In the figure, AP is a tangent to the circle and $\Delta$APB is an isosceles triangle. Also $m\angle APB={50}^o$. Find the angle of $\Delta$ABC and $\Delta$ APB.

Answer 1

Since PB is not a tangent, PA and PB are not equal.
In $\Delta APB,m\angle BPA={50}^o$ (given)
$m\angle BAP={50}^o$ (Two angles in an isosceles triangle are equal)
So, now using angle sum property in $\Delta$APB, we have
$m\angle ABP={180}^o-({50}^o+{50}^o)={80}^o$
In $\Delta ABC,m\angle ABC={180}^o-{80}^o={100}^o$
$m\angle ACB=m\angle BAP={50}^o$
(Each of the two angles made by a tangent to a circle and a chord through the point of contact is equal to an angle in the segment on the other side of the chord.)

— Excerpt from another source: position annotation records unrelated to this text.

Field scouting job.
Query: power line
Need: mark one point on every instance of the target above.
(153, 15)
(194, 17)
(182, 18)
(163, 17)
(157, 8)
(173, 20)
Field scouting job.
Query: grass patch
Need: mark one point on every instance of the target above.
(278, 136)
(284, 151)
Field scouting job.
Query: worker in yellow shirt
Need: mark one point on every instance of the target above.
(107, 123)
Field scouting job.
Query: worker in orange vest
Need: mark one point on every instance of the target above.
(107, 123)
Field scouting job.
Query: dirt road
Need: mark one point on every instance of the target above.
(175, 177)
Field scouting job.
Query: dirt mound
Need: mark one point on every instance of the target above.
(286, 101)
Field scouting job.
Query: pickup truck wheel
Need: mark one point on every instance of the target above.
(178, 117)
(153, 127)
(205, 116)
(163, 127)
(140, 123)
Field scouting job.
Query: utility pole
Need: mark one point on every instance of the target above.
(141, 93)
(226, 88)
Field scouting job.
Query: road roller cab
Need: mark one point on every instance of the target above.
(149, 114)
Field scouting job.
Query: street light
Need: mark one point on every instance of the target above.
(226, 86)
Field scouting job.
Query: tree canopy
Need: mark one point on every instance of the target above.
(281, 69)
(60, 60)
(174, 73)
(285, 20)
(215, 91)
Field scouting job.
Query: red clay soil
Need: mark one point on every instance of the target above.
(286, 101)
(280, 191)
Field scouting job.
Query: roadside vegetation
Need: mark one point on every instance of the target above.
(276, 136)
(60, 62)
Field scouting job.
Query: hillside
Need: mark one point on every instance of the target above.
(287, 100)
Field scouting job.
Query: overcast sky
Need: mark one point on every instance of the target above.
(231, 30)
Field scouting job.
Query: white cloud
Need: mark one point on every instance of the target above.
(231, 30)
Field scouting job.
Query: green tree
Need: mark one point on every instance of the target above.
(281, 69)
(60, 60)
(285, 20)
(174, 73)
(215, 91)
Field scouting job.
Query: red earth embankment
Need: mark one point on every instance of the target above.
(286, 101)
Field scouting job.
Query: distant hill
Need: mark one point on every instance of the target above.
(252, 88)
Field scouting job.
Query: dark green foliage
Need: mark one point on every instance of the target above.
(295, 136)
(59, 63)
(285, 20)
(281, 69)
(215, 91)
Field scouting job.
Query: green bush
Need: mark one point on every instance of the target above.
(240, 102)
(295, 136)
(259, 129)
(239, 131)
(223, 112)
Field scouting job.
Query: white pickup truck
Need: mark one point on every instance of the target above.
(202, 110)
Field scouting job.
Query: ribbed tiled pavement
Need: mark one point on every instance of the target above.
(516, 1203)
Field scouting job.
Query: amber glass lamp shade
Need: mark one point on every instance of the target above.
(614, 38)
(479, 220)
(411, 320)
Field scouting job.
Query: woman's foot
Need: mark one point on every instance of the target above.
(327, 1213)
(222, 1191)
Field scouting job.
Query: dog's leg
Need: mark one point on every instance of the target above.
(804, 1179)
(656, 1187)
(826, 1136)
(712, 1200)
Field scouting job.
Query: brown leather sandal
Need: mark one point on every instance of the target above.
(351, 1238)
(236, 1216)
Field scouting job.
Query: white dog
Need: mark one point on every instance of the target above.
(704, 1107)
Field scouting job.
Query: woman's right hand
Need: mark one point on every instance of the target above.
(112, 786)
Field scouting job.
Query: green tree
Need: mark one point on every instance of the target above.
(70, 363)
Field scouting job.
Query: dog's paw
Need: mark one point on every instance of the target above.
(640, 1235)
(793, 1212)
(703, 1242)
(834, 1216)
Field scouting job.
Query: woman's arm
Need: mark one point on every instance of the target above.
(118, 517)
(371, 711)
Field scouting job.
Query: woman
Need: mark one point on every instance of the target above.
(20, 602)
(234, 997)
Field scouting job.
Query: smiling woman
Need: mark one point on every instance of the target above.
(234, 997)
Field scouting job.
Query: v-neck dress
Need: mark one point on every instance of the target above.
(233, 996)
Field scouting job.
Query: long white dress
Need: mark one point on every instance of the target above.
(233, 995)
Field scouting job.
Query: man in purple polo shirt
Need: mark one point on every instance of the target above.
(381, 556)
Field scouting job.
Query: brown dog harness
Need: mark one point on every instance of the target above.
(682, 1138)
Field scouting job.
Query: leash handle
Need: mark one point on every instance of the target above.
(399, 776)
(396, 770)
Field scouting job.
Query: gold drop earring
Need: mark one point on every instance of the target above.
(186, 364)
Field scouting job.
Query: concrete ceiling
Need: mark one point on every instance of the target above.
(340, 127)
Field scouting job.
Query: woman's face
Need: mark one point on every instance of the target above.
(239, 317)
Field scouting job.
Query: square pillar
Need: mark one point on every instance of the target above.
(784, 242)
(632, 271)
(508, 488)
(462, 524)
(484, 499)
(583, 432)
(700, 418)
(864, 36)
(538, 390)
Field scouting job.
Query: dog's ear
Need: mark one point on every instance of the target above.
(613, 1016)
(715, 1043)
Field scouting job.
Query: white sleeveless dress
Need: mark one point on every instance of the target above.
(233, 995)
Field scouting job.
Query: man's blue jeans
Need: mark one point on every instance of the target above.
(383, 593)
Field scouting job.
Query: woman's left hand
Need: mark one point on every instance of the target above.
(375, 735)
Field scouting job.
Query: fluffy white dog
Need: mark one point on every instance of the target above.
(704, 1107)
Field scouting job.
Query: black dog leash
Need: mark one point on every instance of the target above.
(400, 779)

Now using angle sum property in $\Delta$ACB, we have
$m\angle BAC={180}^o-({100}^o+{50}^o)={30}^o$
Note: Given that $\Delta$APB is isosceles, but its equal sides are not given. The angles calculated above are based on the assumption that BA = BP. If we take AP = AB, it is not possible to find all the angles.